「大幅に売り上げダウンだったが、仕入れ先に少しでも貢献したかった」

 酒を出さずに営業していた居酒屋の店主はこう語る。緊急事態宣言解除後、酒類の提供を再開したものの、客足は思っていたほど戻っていないようだ。

「宣言解除後は、酒を飲まない新たな客層が増えたが、今までの上顧客は来なくなった」

 かつての常連たちについて、店主は「緊急事態宣言中、外出せず宅飲みをするようになった人もいるのだろうが、あの人たちは酒場の雰囲気が好きなので、酒類を出す店に流れたのではないか」と分析する。店主は、今後の状況をこう悲観する。

「売り上げは7割程度まで戻ったが、コロナ前の水準まで回復することはないだろう」

コロナ禍でも酒類を提供した店は
「激混み状態」

 緊急事態宣言下でもアルコール類を提供していたお店は、激混み状態だったようだ。
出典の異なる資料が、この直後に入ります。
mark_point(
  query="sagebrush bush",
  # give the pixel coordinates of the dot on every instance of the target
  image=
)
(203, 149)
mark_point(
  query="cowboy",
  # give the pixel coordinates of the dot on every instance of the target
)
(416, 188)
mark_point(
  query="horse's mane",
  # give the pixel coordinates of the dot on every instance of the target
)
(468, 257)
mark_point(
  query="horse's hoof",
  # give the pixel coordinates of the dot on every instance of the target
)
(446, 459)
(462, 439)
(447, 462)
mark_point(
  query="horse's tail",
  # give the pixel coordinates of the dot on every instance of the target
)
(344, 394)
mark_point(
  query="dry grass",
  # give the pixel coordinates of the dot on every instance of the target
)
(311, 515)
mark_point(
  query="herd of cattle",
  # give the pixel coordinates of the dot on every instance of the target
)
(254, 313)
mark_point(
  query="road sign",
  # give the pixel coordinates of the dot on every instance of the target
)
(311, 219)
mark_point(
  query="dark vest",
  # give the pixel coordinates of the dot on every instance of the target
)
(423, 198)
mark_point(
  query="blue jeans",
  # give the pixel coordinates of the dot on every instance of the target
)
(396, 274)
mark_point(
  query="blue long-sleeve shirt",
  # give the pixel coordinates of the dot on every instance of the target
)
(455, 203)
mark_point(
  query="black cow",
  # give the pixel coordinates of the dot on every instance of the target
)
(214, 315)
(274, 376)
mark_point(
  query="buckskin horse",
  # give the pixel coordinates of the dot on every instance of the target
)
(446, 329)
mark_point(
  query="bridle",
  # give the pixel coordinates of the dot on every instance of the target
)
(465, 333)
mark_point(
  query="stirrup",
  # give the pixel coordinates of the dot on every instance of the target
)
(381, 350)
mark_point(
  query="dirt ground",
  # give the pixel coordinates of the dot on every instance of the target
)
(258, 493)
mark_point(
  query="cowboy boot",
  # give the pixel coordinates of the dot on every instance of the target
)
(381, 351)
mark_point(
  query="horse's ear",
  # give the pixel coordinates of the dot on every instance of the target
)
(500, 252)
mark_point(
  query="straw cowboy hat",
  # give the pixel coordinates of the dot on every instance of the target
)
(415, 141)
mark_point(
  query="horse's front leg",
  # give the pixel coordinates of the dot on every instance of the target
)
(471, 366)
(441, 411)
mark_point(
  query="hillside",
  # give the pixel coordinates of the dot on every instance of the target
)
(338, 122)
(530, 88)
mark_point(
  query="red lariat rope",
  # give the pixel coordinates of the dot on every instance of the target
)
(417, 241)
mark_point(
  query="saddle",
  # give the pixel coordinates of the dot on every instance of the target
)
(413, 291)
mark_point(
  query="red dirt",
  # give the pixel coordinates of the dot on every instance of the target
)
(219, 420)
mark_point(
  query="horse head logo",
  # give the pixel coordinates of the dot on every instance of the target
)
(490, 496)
「繁華街では家賃が高く、従業員が多いと協力金ではまかないきれない」というのが要請に従わない理由のようだ。

 酒類を提供した店のなかには、過去最高の売り上げをたたき出したところもあると聞く。一時は、店の外に行列ができていて、席が空くのを待っていたという。

 コロナ前は、店が混んでいれば違う店へ行ったのだろうが、周囲に営業している店が少ないから並ばざるを得なかったのだろう。平時では見かけることのない、コロナ下ならではの光景といえるだろう。